Her voice went soft, almost gentle. “Hey, Eli?”
“Yeah?” My heart was a grenade.
“If I don’t make it out—”
“Don’t say that.”
“—justknow that I love you, okay? I always did. Tell Rocket he’s a good boy. And take care of him, okay? Tell Bronc I said sorry for what happened with Axel. Tell Juliet she makes everything better.”
My throat closed. The bike veered, gravel biting into my tires. “Parker, don’t. Stop talking and run. Hear me?”
She laughed again, softer this time. “I’m almost to the top of the stairs. And hey, it’s okay, Eli. I found you again. That’s all I ever needed.”
“Little bird, I love you. Please—”
The world blew apart.
A roar. White noise. Then nothing.
The line went dead.
I don’t remember dropping the bike. Just the taste of blood in my mouth, the crunch of gravel in my palms as I crawled back to the road.
Forty miles out, and I knew she was gone.
I screamed her name into the wind, and the sky swallowed it whole.
The bike skidded out from under me at sixty. I went down in a roar of gravel and glass, helmet slamming the guardrail, sparks everywhere. Didn’t feel it. My body had gone numb the moment Parker’s voice cut out.
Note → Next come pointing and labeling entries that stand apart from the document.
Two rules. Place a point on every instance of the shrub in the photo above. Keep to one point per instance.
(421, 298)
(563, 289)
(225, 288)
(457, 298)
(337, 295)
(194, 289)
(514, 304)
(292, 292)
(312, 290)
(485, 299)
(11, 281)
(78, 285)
I tore the helmet off and staggered to my knees. I couldn’t fill my lungs with air. The world spun, and I let it, the cold slicing through my jacket, dust caking the blood in my nose. My hands shook so bad I couldn’t make a fist.
Bronc was there in a heartbeat, boots gouging the dirt, voice low and mean. “Eli! Look at me.” He grabbed my shoulders, fingers like steel. “You don’t know she’s dead.”
I wanted to kill him, tear him apart for lying, but I had nothing left. Just the hollow rattle in my chest, the sound of my own name echoing back to me.
“She’s gone,” I said, and my voice was a stranger’s.
Bronc shook me hard enough to pop something in my neck. “We don’t quit until we see a body. She’s a fighter. You said so yourself.”
I blinked through the tears, tasted iron. “If she was in the house, it’s over.”